It's late summer, - The morning air is more chilly, - it's dark as I write this, and it's not even my son's bedtime (the trouble with them growing up!), i've got lots of paper bags sitting on my desk, because for the last few weeks, i've been busy snipping seedheads off lots of plants at the farm (and allotment and my garden, and, if you'll let me, your garden too..)
So as i'm often asked about seed collecting I thought i'd give you my guide to 3 of the best cut flowers to grow from seeds you've collected yourselves.
Nigella
I was lucky when I moved into my current house, there was Nigella in the back garden, - it self seeded itself every year, in among my Strawberries, and all I had to do was clear away the weeds so it could fall on bare earth. However the only problem with that is that it is really prolific, and the seeds are too good at germinating. This means that the plants are really tightly packed, and you grow very few flowers that have long enough stems to cut.
now I make sure I take a seed pods and sprinkle the seed very thinly on bare earth, - I just want 3 or 4 big plants to grow in the back garden, so I can cut them for the kitchen vase. - At the farm, I grow them in long rows, but because they go over very quickly, even cutting them every day, I plant lots of succession, and 5 different varieties - 4 different rows this year, - there would have been a 5th, but something is partial to germinating Nigella plants
So planting the seeds further apart and in succession gets you good flowers, but how do you then collect seed for next year?
The key to all home seed collecting, is knowing when the seeds are ripe.
For Nigella, - this is when the seed heads have turned papery, and the black seeds can be easily peeled out of the 4 quarters of the pod.
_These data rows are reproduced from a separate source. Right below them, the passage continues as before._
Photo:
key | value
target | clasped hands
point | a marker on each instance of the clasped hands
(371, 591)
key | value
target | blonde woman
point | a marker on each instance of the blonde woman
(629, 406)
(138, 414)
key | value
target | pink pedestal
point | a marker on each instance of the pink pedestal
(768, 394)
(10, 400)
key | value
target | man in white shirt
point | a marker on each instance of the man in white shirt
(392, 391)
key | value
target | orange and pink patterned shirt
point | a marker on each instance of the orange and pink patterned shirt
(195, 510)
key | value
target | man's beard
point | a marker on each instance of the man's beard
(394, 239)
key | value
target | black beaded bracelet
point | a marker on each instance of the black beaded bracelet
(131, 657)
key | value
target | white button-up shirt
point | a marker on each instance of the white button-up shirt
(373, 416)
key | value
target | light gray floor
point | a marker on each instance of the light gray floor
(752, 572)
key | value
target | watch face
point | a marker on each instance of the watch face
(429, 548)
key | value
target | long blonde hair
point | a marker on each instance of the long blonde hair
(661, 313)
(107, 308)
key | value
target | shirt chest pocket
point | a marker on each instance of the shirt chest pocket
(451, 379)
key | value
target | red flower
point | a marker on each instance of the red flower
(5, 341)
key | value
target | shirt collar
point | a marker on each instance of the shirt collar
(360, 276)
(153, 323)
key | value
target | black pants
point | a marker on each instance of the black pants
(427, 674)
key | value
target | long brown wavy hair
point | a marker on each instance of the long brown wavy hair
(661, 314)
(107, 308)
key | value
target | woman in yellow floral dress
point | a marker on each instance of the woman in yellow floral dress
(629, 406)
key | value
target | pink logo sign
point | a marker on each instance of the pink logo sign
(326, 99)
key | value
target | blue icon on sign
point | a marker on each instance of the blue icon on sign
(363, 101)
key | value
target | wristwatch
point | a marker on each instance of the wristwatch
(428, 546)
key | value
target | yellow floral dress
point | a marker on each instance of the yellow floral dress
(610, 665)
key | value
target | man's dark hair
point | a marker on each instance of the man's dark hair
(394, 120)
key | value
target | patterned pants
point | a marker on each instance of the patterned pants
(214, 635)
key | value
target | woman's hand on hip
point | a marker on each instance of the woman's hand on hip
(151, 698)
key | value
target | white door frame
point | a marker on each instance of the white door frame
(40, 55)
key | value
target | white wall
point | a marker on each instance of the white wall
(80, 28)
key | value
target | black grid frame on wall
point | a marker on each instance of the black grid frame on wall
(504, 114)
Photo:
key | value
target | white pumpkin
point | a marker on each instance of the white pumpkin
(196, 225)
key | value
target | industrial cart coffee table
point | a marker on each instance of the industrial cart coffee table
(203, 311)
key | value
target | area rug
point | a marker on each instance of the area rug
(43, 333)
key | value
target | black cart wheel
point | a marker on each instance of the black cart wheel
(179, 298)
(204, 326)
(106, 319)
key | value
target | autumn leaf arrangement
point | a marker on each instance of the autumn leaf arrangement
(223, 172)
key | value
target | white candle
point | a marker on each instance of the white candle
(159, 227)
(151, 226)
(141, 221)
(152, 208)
These pictures show the progression from flowers, to seed heads, through colour changes to dried pods and the seeds.
this takes about 6 weeks from when the flowers have been at their peak, - so my first row of blue nigella are ready to be harvested, and the white ones, are just turning papery, whereas my late July flowering Nigella, are still at firm coloured pods stage. I'll sow some seeds direct in rows over the next couple of weeks, for early spring flower (late May). - if I left the pods to drop seed naturally, like I did with one of last year's rows, then they will have dropped too late to germinate this Autumn, but will come up in Spring for a mid to end of June flowering season. - Obviously if you keep your harvested seed dry and cool in envelopes at home, you can plant as many or few as you'd like all through next season.
Poppy seed heads are my next suggested Home collection target. - These poppies are purple in flower, but although I love the colour I don't use the blooms, I'm interested in selling the lovely fresh green seed heads in late June and July. - They've been very popular with florists, so much so, that last year I bought and sowed about 6 packets of poppy seeds, - all different varieties. - Hardly any came up, - whereas the seeds that I shook from the heads that missed my cutting scissors last year, came up in great numbers and gave me lovely pods. This seems back to front to me, as ploughed fields have poppies by the hundreds from seeds that have been sitting in the soil for years, yet fresh seed seems to work just as well. Again, you need to wait until the seed is ripe, which is when the seed pod has "popped" some ventilation holes beneath the cap.
My 3rd suggestion is Cerinthe Major Purpurescens
This has been part of my Allotment/ Garden / School Gardening club / Farm set up for the last 6 years, all from home collected seeds.
Seeds are very expensive for this, probably because when the plants get to the stage where you can harvest seeds (the foliage goes a glaucus blue and becomes floppy) then only a small percentage of the seeds are ready at a time. First, inside the blue flower heads, the seeds form and are white and shiny. - Then they turn black and shiny. When they are ready to drop, the shiny surface turns dull. - As you can see by the middle picture, if you don't bag them up at this stage, you get LOTS of seedlings, and as these plants need a 30cm spacing that's not so good. If you sow these now, then you can get a wonderful crop of flowers in April, and if you sow fresh seed from those plants, you can get flowers at the end of July (although I find those flowers never last so well as cut blooms) - I even had flowers at the allotment in December last year from a summer June sowing.
When I was putting together this post, I was spoiled for choice as i've picked so many seeds this year, - i'm also reusing Larkspur, Scabious Black Cat, Bulplurum, Ammi (Major and Visnaga), Fennel, Calendula, and Oralya Grandiflora seeds that i've collected. - I'll keep you updated as to how the seed sowing goes.
So I hope i've given you some inspiration to try some collecting seeds, and if you come along to my next open day on September 21st, i'll have some seeds to give away for you to try.